# Question about DIY reflectors



## Darksome (Feb 15, 2009)

I know you can make reflectors made of chip bags, mylar and aluminum foil...and I believe someone on this forum concluded that aluminum was far better at reflecting light. I tried that on my fixture and I just don't see any difference from what it looked like before and to what it is now. I have also noticed that some people have done the same thing with the aluminum but instead of applying it smoothly, they crease it. Do you get more reflectivity when you crease it? I assume that this wouldn't be the case since it wouldn't necessarily direct the light but scatter it, unless I did it all under/around the bulb. My question is, would I get more reflectivity and more light out of my bulb if I creased the aluminum foil? Any ideas?


----------



## Darksome (Feb 15, 2009)

Anyone? 104 of you have read my thread...I know someone must know something.

Thanks.


----------



## redman88 (Jan 6, 2009)

as i have read bright white paint is the better for reflecting light then aluminum.


----------



## Seattle_Aquarist (Mar 7, 2008)

Hi Darksome,

I believe that redman88 is correct. I believe I read that a bright white paint is the best.


----------



## Darksome (Feb 15, 2009)

I heard the same thing but don't recall where I read it, I'll try that...thanks guys.


----------



## JERP (Feb 4, 2003)

Aluminum foil is not a great reflector.
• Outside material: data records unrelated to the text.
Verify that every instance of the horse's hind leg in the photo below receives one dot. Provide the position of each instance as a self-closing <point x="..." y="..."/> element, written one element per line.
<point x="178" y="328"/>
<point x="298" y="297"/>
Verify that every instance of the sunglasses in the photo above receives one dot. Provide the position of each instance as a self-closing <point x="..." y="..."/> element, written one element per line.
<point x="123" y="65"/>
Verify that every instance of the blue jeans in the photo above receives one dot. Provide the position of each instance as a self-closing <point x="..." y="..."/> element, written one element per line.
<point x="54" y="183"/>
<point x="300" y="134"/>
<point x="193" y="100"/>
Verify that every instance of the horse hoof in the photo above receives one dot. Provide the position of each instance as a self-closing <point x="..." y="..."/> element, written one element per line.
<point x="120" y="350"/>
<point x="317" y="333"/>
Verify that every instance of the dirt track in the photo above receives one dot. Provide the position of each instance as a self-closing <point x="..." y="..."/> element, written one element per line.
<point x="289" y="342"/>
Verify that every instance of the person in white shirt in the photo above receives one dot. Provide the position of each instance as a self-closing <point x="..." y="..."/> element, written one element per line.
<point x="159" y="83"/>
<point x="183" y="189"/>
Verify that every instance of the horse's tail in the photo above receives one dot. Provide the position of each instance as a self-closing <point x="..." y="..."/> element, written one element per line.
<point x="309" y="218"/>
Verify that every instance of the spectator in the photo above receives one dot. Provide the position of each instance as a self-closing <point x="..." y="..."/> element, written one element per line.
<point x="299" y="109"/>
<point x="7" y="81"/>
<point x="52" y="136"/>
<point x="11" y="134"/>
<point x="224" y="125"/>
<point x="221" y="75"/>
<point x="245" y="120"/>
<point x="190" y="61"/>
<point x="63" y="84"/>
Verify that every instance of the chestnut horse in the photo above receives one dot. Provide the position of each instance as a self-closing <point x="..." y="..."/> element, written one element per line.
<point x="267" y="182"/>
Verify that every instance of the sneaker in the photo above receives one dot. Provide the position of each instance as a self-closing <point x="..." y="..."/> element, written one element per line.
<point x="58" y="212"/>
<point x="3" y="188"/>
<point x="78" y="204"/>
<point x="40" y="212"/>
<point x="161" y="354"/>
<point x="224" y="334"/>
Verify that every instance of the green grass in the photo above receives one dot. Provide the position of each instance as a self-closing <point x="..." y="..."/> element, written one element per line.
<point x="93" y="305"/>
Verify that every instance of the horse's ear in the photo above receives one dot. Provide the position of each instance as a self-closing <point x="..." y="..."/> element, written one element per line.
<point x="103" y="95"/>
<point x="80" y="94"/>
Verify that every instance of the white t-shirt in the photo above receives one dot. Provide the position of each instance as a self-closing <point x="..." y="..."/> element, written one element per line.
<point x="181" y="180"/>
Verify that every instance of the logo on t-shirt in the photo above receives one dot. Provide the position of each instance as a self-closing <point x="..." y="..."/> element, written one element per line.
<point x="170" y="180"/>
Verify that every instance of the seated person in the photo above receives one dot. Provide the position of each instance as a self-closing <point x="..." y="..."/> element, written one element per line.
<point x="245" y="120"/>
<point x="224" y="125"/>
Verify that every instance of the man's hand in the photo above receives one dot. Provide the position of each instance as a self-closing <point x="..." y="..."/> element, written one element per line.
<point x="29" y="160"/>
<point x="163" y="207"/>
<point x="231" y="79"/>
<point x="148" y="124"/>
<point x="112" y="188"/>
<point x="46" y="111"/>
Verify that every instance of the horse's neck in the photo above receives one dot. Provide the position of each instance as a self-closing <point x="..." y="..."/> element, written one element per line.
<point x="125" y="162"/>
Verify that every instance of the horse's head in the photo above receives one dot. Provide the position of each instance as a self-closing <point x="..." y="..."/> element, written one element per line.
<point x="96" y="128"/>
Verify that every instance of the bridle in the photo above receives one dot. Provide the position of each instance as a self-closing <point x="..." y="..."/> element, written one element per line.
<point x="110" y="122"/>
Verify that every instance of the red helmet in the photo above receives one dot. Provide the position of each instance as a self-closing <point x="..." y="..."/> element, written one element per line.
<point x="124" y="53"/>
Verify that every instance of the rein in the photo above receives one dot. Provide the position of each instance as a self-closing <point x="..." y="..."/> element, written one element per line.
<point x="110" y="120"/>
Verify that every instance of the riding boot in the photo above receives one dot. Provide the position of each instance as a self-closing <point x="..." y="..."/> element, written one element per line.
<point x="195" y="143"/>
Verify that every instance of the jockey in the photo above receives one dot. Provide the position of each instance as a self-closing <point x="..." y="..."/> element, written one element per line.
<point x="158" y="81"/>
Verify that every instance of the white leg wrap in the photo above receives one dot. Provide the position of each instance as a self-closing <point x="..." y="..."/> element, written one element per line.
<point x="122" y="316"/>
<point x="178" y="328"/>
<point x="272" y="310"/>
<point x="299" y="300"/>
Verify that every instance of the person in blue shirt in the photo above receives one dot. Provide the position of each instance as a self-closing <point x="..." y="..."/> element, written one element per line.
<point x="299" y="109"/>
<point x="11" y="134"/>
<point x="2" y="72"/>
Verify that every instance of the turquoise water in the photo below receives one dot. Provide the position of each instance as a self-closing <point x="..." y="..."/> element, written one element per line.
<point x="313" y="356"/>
Use white paint. Polished aluminum or mylar works too, but not that much better for the cost that you or the plants would notice.
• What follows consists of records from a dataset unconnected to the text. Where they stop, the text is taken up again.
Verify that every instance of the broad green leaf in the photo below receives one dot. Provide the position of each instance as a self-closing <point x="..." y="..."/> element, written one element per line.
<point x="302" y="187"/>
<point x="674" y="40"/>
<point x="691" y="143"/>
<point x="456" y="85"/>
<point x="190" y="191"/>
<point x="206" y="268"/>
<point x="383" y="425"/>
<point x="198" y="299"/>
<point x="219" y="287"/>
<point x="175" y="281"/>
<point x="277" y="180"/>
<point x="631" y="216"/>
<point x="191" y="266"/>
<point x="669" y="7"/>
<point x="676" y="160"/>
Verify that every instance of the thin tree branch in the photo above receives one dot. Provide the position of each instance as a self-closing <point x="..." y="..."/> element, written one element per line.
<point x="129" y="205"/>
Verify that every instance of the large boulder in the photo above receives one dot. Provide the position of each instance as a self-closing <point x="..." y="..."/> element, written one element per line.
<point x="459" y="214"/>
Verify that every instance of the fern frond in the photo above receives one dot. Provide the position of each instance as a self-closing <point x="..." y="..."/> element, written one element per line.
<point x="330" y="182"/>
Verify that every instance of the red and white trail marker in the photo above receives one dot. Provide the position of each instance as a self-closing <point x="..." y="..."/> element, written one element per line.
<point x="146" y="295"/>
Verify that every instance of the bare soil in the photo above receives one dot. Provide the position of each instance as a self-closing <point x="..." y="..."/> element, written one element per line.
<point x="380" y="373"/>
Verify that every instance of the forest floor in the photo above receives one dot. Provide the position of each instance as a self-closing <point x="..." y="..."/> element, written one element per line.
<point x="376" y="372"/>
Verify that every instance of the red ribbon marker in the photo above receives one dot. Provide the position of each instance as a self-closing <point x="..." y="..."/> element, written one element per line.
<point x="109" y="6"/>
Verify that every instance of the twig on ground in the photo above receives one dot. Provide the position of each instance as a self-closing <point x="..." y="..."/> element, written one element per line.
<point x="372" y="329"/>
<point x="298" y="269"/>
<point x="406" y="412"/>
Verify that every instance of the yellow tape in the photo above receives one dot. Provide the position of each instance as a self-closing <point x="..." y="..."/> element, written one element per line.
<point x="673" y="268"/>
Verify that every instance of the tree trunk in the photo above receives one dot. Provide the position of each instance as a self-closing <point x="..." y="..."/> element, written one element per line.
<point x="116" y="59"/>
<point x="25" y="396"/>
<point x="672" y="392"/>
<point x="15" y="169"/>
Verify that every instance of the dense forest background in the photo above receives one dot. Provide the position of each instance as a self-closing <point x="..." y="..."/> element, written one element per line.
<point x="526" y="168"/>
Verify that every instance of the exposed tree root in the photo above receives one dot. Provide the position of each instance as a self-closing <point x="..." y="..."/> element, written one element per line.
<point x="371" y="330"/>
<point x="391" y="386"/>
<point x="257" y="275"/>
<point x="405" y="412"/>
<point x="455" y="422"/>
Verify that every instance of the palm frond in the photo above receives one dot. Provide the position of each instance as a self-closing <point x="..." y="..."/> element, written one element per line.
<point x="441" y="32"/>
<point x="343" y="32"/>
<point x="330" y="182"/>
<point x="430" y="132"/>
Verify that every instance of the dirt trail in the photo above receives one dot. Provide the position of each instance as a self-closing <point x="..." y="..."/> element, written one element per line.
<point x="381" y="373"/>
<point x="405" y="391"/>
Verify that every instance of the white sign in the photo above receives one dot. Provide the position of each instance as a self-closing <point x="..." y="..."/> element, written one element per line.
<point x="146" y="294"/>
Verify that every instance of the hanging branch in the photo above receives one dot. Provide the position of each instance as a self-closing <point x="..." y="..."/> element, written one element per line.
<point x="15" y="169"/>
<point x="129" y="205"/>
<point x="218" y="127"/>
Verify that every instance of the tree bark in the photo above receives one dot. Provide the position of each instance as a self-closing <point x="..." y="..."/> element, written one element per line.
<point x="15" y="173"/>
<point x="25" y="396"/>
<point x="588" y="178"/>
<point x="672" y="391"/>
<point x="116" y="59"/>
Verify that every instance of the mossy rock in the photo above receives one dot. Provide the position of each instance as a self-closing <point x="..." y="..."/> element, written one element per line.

Search the forums for hoppycalif and white paint reflector. There's good info. hoppycalif was an active member here for a long time.


----------



## X men (May 16, 2009)

You should ask that in Reef Central forum. The expert in that matter is SANJAY. He is a writer for Advanced aquarist com. http://www.advancedaquarist.com/issues/mar2003/feature.htm

The conclusion : LUMENARC are the best reflectors. (for HQI bulbs that is) .

The article shows that the form of a reflector is crucial. It is a myth that white paint can do the job better than polished metal shaped into the form of a well designed reflector.


----------



## redman88 (Jan 6, 2009)

X men said:


> You should ask that in Reef Central forum. The expert in that matter is SANJAY. He is a writer for Advanced aquarist com. http://www.advancedaquarist.com/issues/mar2003/feature.htm
> 
> The conclusion : LUMENARC are the best reflectors. (for HQI bulbs that is) .
> 
> The article shows that the form of a reflector is crucial. It is a myth that white paint can do the job better than polished metal shaped into the form of a well designed reflector.


we aren't talking about well designed reflectors. we are talking about DIY reflectors for cheap. If the OP wanted a well designed reflector he/she wouldn't have asked what he/she asked.


----------



## miwoodar (Jul 9, 2009)

If you're handy...I split this project with a friend - enough to build six reflectors for $~25 each.

(Before trimming and final square up)



























I have the dwg file for the cutouts.


----------